395. Aristocratic Prejudices.—That which we would expunge from the book of La Chalotais is his opinion on primary instruction. Blinded by some unexplained distrust of the people, and dominated by aristocratic tendencies, he complains of the extension of instruction. He demands that the knowledge of the poor do not extend beyond their pursuits. He bitterly criticises the thirst for knowledge which is beginning to pervade the lower classes of the nation.

“Even the people can study. Laborers and artisans send their children to the colleges of the smaller cities.... When these children have accomplished a summary course of study which has taught them only to disdain the occupation of their father, they rush into the cloisters and become ecclesiastics; or they exercise judicial functions, and often become subjects harmful to society. The Brethren of the Christian Doctrine (sic), who are called ignorantins, have just appeared to complete the general ruin; they teach people to read and write who ought to learn only to draw, and to handle the plane and the file, but have no disposition to do it. They are the rivals or the successors of the Jesuits.”

A singular force of prejudice was necessary to conceive that the Brethren of the Christian Schools were instructing the people too highly.

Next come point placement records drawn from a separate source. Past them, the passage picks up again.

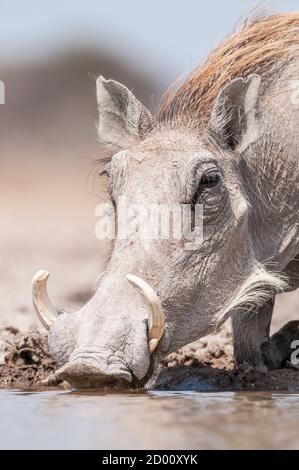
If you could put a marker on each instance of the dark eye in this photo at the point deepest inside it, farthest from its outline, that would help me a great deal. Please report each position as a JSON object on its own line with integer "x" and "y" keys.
{"x": 210, "y": 179}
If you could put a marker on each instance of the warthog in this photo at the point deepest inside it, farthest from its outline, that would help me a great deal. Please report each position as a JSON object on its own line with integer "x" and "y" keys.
{"x": 226, "y": 138}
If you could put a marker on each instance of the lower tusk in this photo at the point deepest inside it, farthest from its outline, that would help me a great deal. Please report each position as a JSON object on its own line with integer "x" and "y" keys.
{"x": 46, "y": 312}
{"x": 156, "y": 323}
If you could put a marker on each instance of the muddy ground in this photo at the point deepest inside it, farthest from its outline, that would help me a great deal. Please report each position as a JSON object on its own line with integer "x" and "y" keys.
{"x": 48, "y": 222}
{"x": 206, "y": 365}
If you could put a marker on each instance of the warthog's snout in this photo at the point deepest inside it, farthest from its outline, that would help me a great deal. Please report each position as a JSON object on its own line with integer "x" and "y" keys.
{"x": 110, "y": 340}
{"x": 84, "y": 375}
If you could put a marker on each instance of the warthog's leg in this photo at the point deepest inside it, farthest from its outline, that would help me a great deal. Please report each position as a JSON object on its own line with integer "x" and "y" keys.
{"x": 281, "y": 345}
{"x": 252, "y": 344}
{"x": 250, "y": 330}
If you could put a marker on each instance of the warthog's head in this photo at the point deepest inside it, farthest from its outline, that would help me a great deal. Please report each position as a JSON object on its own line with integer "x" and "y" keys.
{"x": 159, "y": 293}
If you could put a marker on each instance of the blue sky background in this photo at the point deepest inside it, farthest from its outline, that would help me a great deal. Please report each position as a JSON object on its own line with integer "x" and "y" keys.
{"x": 165, "y": 38}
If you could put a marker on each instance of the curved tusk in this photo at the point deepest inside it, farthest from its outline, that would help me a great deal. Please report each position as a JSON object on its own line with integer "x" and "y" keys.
{"x": 156, "y": 323}
{"x": 46, "y": 312}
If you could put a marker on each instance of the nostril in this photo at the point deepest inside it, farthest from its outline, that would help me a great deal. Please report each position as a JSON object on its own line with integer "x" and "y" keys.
{"x": 83, "y": 375}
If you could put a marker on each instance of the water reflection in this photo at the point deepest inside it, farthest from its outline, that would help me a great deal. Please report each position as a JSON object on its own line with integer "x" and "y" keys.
{"x": 158, "y": 420}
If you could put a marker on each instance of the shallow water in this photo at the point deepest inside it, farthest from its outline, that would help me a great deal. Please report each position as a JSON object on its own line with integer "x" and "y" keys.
{"x": 155, "y": 420}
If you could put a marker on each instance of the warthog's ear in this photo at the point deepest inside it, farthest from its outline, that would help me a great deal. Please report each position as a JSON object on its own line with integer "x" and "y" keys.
{"x": 123, "y": 120}
{"x": 234, "y": 117}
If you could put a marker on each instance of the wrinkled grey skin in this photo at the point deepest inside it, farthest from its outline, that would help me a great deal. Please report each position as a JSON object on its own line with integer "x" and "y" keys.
{"x": 250, "y": 222}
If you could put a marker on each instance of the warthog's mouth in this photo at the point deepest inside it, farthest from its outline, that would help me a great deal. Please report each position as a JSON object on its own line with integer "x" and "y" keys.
{"x": 87, "y": 370}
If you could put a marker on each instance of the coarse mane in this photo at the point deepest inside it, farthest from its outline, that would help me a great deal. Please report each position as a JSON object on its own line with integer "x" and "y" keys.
{"x": 260, "y": 45}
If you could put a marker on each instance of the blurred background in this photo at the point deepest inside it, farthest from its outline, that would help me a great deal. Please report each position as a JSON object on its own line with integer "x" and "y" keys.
{"x": 50, "y": 55}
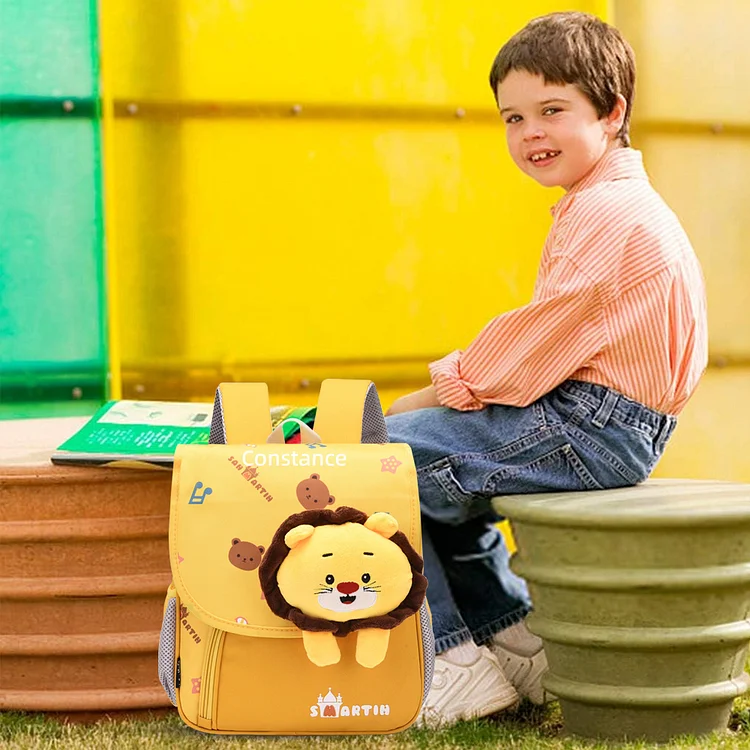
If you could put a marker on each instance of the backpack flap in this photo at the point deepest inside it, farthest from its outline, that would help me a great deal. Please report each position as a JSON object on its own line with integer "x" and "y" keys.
{"x": 229, "y": 500}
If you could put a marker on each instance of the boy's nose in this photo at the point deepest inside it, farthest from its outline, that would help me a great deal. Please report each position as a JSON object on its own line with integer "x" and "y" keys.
{"x": 533, "y": 133}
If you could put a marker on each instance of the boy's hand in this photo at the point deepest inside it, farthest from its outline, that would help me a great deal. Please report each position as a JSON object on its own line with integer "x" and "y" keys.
{"x": 412, "y": 401}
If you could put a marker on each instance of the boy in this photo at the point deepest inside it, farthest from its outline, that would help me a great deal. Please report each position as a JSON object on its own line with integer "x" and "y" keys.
{"x": 579, "y": 389}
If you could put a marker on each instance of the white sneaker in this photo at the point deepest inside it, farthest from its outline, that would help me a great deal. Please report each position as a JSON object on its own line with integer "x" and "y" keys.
{"x": 522, "y": 658}
{"x": 467, "y": 683}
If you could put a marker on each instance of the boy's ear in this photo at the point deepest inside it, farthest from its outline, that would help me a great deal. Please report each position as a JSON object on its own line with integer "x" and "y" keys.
{"x": 616, "y": 117}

Let it be said, however, towards exonerating La Chalotais, that he perhaps does not so much attack the instruction in itself, as the bad way in which it is given. What he censures is instruction that is badly conceived, that which takes people from their own class. In some other passages of his book we see that he would be disposed to disseminate the new education among the ranks of the people.

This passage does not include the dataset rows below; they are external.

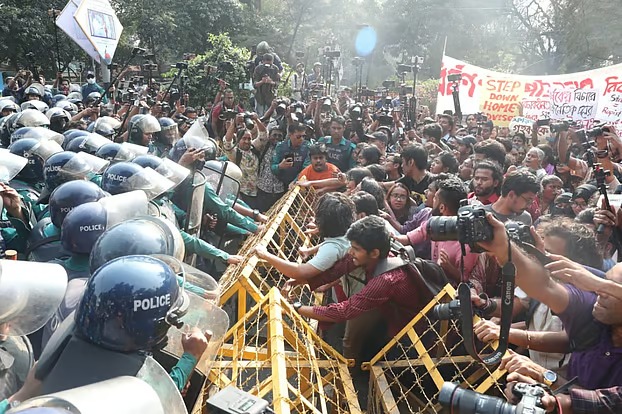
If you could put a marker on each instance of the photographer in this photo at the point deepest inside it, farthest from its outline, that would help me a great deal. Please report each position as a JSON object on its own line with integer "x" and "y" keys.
{"x": 291, "y": 155}
{"x": 247, "y": 153}
{"x": 339, "y": 148}
{"x": 447, "y": 253}
{"x": 486, "y": 183}
{"x": 226, "y": 109}
{"x": 518, "y": 192}
{"x": 265, "y": 77}
{"x": 587, "y": 317}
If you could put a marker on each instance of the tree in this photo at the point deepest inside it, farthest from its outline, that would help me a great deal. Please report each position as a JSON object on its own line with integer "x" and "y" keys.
{"x": 28, "y": 28}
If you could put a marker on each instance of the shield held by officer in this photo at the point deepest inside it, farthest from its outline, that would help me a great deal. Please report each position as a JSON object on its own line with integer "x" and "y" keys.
{"x": 29, "y": 294}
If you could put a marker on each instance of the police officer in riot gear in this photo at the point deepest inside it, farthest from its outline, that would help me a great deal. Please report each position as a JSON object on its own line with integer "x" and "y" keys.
{"x": 127, "y": 308}
{"x": 29, "y": 181}
{"x": 68, "y": 166}
{"x": 39, "y": 296}
{"x": 44, "y": 242}
{"x": 141, "y": 129}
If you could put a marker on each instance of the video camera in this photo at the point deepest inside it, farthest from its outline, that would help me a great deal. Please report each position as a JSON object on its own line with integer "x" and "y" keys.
{"x": 227, "y": 114}
{"x": 467, "y": 401}
{"x": 469, "y": 227}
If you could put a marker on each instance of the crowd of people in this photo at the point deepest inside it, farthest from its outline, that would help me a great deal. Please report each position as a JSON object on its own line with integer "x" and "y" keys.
{"x": 72, "y": 156}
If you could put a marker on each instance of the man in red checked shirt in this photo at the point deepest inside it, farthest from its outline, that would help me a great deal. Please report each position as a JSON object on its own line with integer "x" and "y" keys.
{"x": 396, "y": 293}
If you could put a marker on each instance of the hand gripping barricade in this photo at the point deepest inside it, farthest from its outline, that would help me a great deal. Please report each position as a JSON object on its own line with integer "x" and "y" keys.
{"x": 121, "y": 395}
{"x": 27, "y": 301}
{"x": 10, "y": 165}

“It is the State, it is the larger part of the nation, that must be kept principally in view in education; for twenty millions of men ought to be held in greater consideration than one million, and the peasantry, who are not yet a class in France, as they are in Sweden, ought not to be neglected in a system of instruction. Education is equally solicitous that letters should be cultivated, and that the fields should be plowed; that all the sciences and the useful arts should be perfected; that justice should be administered and that religion should be taught; that there should be instructed and competent generals, magistrates, and ecclesiastics, and skillful artists and citizens, all in fit proportion. It is for the government to make each citizen so pleased with his condition that he may not be forced to withdraw from it.”

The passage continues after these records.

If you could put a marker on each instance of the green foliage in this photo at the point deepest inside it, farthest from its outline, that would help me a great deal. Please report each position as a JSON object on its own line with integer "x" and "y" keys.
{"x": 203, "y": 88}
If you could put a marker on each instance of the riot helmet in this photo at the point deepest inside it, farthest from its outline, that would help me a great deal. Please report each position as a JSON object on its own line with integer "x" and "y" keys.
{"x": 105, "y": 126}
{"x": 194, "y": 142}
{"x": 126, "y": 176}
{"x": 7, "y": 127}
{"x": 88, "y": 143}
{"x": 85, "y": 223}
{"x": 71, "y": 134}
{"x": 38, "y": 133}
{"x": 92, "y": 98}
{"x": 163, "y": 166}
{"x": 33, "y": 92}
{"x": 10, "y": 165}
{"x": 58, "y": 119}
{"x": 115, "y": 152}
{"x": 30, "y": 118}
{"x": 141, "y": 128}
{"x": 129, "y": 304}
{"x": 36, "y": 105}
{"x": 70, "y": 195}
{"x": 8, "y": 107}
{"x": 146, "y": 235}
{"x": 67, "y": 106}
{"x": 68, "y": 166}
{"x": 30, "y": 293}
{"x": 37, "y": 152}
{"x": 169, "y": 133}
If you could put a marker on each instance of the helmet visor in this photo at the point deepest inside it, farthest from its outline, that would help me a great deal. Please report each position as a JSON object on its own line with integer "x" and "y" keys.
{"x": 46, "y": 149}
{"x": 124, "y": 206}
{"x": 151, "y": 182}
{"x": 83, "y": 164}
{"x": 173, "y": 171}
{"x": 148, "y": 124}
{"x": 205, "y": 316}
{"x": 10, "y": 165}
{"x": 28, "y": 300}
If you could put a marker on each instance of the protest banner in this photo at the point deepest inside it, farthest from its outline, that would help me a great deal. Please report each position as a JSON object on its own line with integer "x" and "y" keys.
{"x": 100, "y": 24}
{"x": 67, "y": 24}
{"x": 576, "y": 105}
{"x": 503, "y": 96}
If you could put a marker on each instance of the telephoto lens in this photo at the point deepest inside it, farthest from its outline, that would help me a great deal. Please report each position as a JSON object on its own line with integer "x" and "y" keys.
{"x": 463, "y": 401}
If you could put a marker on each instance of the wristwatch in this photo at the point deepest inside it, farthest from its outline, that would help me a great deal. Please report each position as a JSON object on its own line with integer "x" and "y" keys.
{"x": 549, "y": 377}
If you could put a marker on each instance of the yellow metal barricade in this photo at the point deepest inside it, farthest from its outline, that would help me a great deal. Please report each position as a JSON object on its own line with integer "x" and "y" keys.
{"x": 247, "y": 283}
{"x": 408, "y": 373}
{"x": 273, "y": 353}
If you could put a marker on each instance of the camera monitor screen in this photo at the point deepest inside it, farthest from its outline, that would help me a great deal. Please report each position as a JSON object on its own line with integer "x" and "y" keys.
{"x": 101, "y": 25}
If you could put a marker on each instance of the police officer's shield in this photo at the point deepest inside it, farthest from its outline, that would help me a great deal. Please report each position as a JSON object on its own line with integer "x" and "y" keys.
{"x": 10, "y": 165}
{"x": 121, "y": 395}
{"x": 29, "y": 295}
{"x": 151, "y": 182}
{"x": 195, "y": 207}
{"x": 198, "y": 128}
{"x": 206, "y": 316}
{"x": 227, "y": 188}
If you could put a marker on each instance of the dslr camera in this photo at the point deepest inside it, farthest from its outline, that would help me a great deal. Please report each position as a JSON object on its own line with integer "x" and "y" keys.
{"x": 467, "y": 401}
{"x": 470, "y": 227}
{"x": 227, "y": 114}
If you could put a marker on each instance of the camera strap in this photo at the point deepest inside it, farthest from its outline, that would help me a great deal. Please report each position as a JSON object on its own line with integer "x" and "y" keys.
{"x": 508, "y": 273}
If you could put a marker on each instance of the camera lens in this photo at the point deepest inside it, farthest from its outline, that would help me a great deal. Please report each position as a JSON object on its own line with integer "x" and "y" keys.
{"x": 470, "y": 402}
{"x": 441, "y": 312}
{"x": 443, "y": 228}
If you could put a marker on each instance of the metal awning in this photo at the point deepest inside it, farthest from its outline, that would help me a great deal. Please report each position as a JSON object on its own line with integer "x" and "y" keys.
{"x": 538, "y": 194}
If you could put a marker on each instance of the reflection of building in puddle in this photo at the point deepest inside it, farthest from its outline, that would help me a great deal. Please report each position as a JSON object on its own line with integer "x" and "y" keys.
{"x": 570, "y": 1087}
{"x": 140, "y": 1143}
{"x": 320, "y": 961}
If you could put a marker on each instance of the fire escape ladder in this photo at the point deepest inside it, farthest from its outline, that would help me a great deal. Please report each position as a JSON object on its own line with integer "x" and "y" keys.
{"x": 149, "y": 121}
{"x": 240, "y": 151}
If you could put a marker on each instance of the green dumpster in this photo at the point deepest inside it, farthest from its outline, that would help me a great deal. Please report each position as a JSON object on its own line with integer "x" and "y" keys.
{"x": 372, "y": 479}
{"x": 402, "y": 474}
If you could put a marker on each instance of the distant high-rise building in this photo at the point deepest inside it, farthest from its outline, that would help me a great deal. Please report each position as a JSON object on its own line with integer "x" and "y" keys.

Let us quote one sentence more, which is almost the formula that to-day is so dear to the friends of instruction:—

“We do not fear to assert, in general, that in the condition in which Europe now is, the people that are the most enlightened will always have the advantage over those who are the less so.”

396. General Conclusion.—Notwithstanding the faults which mar it, the work of La Chalotais is none the less one of the most remarkable essays of the earlier French pedagogy. “La Chalotais,” says Gréard, “belongs to the school of Rousseau; but on more than one point he departs from the plan traced by the master. He escapes from the allurements of the paradox. Relatively he has the spirit of moderation. He is a classic without prejudices, an innovator without temerity.”

His book is pre-eminently a book of polemics, written with the ardor of one who is engaged in a fight, and overflowing with a generous passion. What noble words are the following:—

“Let the young man learn what bread a ploughman, a day laborer, or an artisan eats. He will see in the sequel how they are deprived of the bread which they earn with so much difficulty, and how one portion of men live at the expense of the other.”